# Thread: Transpose This Equation To Solve For i

1. ## Transpose This Equation To Solve For i

Can anyone transpose this equation to solve for i as a function of A, P, n ie, i = .....

A = P(((1 + i)n - 1)/( (1 - I) + (1 + i)n))

Sorry for the typo! Added = sign after A

2. ## Re: Transpose This Equation To Solve For i

Originally Posted by SGS
Can anyone transpose this equation to solve for i as a function of A, P, n ie, i = .....
A - P(((1 + i)n - 1)/( (1 - I) + (1 + i)n))
There is no = sign posted. So no equation to solve.

3. ## Re: Transpose This Equation To Solve For i

Now that you have the equal sign, your equation is
$A = P\frac{(1 + i)^n - 1}{(1 - i) + (1 + i)^n}$

The first, obvious step is to divide both sides by P:
$\frac{(1+ i)^n- 1}{(1- i)+ (1+ i)^n}= \frac{A}{P}$

Now multiply both sides by that denominator, $(1- i)+ (1+ i)^n$:
$(1+ i)^n- 1= \frac{A}{P}((1- i)+ (1+ i)^n)$.

Now, rather than expand that "1+ i" to the nth power, I would let x= 1+ i.

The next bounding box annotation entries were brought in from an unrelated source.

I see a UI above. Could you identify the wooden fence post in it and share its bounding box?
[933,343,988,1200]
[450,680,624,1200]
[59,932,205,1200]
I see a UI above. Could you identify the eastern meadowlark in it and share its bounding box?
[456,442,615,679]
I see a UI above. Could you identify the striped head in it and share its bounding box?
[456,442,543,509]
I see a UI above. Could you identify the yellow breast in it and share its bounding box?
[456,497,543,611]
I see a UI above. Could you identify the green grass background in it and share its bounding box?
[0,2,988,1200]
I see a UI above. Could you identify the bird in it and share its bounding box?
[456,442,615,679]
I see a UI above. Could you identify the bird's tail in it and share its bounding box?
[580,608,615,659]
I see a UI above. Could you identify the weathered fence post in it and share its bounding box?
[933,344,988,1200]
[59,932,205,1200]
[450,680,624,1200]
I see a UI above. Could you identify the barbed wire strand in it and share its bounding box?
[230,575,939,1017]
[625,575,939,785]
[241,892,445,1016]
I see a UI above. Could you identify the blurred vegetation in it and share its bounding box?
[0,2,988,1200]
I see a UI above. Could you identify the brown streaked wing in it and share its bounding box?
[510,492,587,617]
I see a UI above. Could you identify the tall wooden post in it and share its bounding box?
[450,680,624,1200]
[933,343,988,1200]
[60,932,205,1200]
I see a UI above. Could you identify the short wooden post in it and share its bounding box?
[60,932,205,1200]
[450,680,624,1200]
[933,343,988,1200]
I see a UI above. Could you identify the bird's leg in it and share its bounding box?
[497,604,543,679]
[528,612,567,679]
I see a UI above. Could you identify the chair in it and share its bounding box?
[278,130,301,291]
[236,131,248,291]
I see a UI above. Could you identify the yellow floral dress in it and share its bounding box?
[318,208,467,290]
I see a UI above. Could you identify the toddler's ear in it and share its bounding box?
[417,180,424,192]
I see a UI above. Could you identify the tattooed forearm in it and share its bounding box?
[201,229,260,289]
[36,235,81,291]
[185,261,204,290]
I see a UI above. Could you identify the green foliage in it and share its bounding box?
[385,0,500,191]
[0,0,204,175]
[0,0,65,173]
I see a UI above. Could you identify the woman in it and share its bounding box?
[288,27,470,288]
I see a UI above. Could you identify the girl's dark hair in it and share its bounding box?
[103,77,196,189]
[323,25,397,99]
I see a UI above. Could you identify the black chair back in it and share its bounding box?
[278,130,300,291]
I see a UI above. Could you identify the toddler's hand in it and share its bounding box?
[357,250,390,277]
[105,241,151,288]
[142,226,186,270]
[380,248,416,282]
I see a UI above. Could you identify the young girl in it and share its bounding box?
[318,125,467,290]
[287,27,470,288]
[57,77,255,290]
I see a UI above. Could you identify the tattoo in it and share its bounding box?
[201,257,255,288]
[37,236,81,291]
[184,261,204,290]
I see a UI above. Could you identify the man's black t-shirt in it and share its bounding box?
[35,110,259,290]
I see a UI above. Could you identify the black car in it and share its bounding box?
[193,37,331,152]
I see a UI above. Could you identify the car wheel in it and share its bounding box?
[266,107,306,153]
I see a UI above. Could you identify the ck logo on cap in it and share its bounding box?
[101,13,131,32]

Then i= x- 1 so 1- i= 1- x+ 1= 2- x so that can be written as $x^n- 1= \frac{A}{P}(x^n+ 2- x)$ and then
$\left(\frac{A}{P}- 1\right)x^n - x+ 3= 0$.

That is an nth degree polynomial equation for x. Unfortunately, there is no general method for solving nth degree polynomial equations.